Hello there friends. Here’s a few things I read in the last week+ (Week+, the premium, approximately 10-day week that I’m operating on right now):
- Octavio Medellin: Maya Toltec Temples and Carvings, 1938, Google Arts & Culture. This month (9/15-10/15) is Hispanic Heritage Month, and Google Arts & Culture has some seriously cool exhibits of Latinx and Hispanic art! This one caught my eye, a Mexican-American sculptor who studied Mayan ruins. “In 1938, [sculptor and artist] Octavio Medellin spent six months studying the Mayan ruins at Chichén Itzá and Uxmal, located on the Yucatán in Mexico, and documented his travels with 181 black and white photographs that he compiled into a scrapbook entitled Maya – Toltec, Temples and Carvings, 1938. The following images are selections from this scrapbook.” It’s cool to flip through and see how the photographs influenced his later art.
- Ted Lasso’s fantasy, Dirt. If you haven’t watched Ted Lasso, and you don’t mind HBO-rated jokes alongside the ~wholesomeness~, I would highly recommend the show. “I consider The Andy Griffith Show and Ted Lasso both part of a broad category I’d call “moral television”: that is, television that is intended to be morally instructive. The defining sitcom of the following decade, M*A*S*H, was moral television of a different kind– morality through pessimism.” Thought this placement of Ted Lasso in the genealogy of Andy Griffith and MASH was interesting! “The show’s good-guy protagonist, Alan Alda’s Hawkeye Pierce, is in many ways a moral television hero in the tradition of Griffith. He is unerringly decent and kind, with an infallible sense of right and wrong, righteously striking down racism and jingoism at every turn. He delivers sermons on the evils of war that drive home the moral lesson for viewers.” And this sums up part of why I like Ted Lasso: “The show is successful because the premise is twofold: “what if all people were good at the core,” and “what if you could bring that goodness out of them just by being nice.”
- Borderbus, Juan Felipe Herrera. “We are nothing and we come from nothing / but that nothing is everything, if you feed it with love / that is why we will triumph // We are everything hermana / Because we come from everything” This poem is a dialogue between two immigrant sisters, and I’m moved by how the dialogue puts you in the bus with them. As Naomi Shihab Nye says in a similar poem, immigrants “are the bravest people on earth right now, / don’t dare look down on them. Each mind a universe / swirling as many details as yours.”
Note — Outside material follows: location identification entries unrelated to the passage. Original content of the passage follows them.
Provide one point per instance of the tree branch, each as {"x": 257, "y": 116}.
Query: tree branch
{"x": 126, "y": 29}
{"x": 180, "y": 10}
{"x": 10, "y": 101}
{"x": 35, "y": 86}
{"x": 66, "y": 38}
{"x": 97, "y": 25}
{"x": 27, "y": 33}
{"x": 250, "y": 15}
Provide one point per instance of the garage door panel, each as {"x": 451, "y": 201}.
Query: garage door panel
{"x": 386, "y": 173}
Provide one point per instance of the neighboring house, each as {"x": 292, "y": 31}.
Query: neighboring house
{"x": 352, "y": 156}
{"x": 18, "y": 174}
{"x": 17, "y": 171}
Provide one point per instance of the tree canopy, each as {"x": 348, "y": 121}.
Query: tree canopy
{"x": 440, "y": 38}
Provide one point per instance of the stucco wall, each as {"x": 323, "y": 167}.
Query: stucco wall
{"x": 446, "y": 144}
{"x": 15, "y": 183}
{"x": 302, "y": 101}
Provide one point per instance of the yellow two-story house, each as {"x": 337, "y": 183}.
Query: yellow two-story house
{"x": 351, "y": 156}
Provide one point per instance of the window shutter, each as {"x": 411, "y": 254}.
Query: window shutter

- What If People Don’t Want ‘A Career?’, Charlie Warzel. “The author framed her employee’s decision to put boundaries between his work and personal life as a fundamental weakness. She’s not alone. Many in positions of power misinterpret those who strive for a better relationship to work as weak or selfish. I’d argue that what they really want is obedience — or for one worker to do the work of one and half workers without more pay.” WHEW boy reading the recap of that article, I felt heat crawling across my skin. This is well-said: “When you talk to people who reject the modern notion of a career, many of them say the same thing: They crave more balance, less precarity, and better pay. They also, crucially, want to work. But they want to work for places that see them as three-dimensional human beings and that actually invest in them and their futures without expecting workers to sacrifice everything. They want to be a part of organizations that recognize that meaningful and collaborative work can bring dignity and create value but that work is by no means the only way to cultivate satisfaction and self-worth.”
- Drone Photo Awards, 2021. This is, in my opinion, what drones were made for: to give us new perspective and stun us with color. Which photo is your favorite? I love the footprints in this wedding photo, called First Meet, I would hang this piece called No Stress in my home, and I couldn’t stop staring at the details in Bank of Buriganga.